The 50 finally included patients received first-line chemotherapy. Second-line therapy was administered to 20 patients (40%): 12 patients received IRIS + Cmab and 8 patients received IRIS + Bmab. The median follow-up period was 48.6 months (range 35–67 months). The median second progression-free survival was 24.2 months (95% confidence interval [CI] 17.735.2). The response rate after first- and second-line chemotherapy was 46.7% and 15%, respectively. The median overall survival was 35.2 months (95% CI: 27.8 to not reached). The main grade 3–4 adverse events were sensory neuropathy (18%) and fatigue (10%).
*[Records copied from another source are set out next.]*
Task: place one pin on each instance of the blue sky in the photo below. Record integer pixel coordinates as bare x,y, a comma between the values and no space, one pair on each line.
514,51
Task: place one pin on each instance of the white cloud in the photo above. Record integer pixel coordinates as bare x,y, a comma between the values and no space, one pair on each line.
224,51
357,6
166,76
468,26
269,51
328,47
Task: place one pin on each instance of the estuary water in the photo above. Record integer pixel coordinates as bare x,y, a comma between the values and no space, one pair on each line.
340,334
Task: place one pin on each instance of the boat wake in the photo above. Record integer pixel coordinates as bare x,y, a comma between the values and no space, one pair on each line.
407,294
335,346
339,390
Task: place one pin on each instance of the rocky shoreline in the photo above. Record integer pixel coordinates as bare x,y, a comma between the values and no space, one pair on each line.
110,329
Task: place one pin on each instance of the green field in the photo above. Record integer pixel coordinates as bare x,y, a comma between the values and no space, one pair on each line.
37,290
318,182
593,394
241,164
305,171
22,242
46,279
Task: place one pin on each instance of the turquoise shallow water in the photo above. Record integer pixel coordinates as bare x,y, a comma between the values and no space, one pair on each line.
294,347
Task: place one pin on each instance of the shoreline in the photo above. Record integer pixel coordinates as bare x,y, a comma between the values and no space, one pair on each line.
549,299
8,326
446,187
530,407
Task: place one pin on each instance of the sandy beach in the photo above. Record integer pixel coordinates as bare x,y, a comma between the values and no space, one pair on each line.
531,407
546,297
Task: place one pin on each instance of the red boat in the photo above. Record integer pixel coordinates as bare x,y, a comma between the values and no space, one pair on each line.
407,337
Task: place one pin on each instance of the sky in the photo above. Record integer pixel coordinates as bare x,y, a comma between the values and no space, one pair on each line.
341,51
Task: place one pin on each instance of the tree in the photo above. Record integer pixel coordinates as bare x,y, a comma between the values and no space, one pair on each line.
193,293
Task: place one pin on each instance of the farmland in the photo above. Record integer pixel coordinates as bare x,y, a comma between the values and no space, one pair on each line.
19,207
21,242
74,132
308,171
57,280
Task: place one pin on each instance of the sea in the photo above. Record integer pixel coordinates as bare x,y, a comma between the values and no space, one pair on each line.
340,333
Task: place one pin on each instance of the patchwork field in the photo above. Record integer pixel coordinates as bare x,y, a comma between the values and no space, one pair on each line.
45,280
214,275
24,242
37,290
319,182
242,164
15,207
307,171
There were no treatment-related deaths.

Conclusion

Sequential S-1-based combination regimens including oxaliplatin, irinotecan, Bmab, and Cmab were beneficial for patients with mCRC.



中文翻译:

基于S-1的顺序联合化疗(包括奥沙利铂,贝伐单抗和伊立替康,有或没有西妥昔单抗)用于转移性结直肠癌的II期研究:SOBIC试验。

背景

氟尿嘧啶和亚叶酸钙与奥沙利铂或伊立替康联合贝伐单抗(Bmab)或西妥昔单抗(Cmab)的组合现已成为转移性结直肠癌(mCRC)的一线或二线化疗的广泛接受的治疗选择。在不使用中心静脉端口的情况下,口服5-FU主链用于mCRC的序贯化疗对患者和医生均有益。我们设计了SOBIC试验,以验证一线和二线口服联合化疗对mCRC的有效性。

患者和方法

从2010年5月到2013年3月,兵库县大肠癌外科组的47个机构招募了52位患者。根据KRA S状态,一线化疗为S-1 +奥沙利铂(SOX)加Bmab,一线失败后的二线化疗为依立替康+ S-1(IRIS)+ Cmab,IRIS + Bmab或IRIS 。

结果

最终纳入的50名患者接受了一线化疗。对20例患者(40%)进行了二线治疗:12例患者接受了IRIS + Cmab,8例患者接受了IRIS + Bmab。中位随访期为48.6个月(范围35-67个月)。中位无进展生存期为24.2个月(95%置信区间[CI] 17.7 35.2)。一线和二线化疗后的缓解率分别为46.7%和15%。中位总生存期为35.2个月(95%CI:27.8尚未达到)。主要的3-4级不良反应是感觉神经病(18%)和疲劳(10%)。没有与治疗有关的死亡。

结论

基于序贯S-1的联合方案包括奥沙利铂,伊立替康,Bmab和Cmab对mCRC患者有益。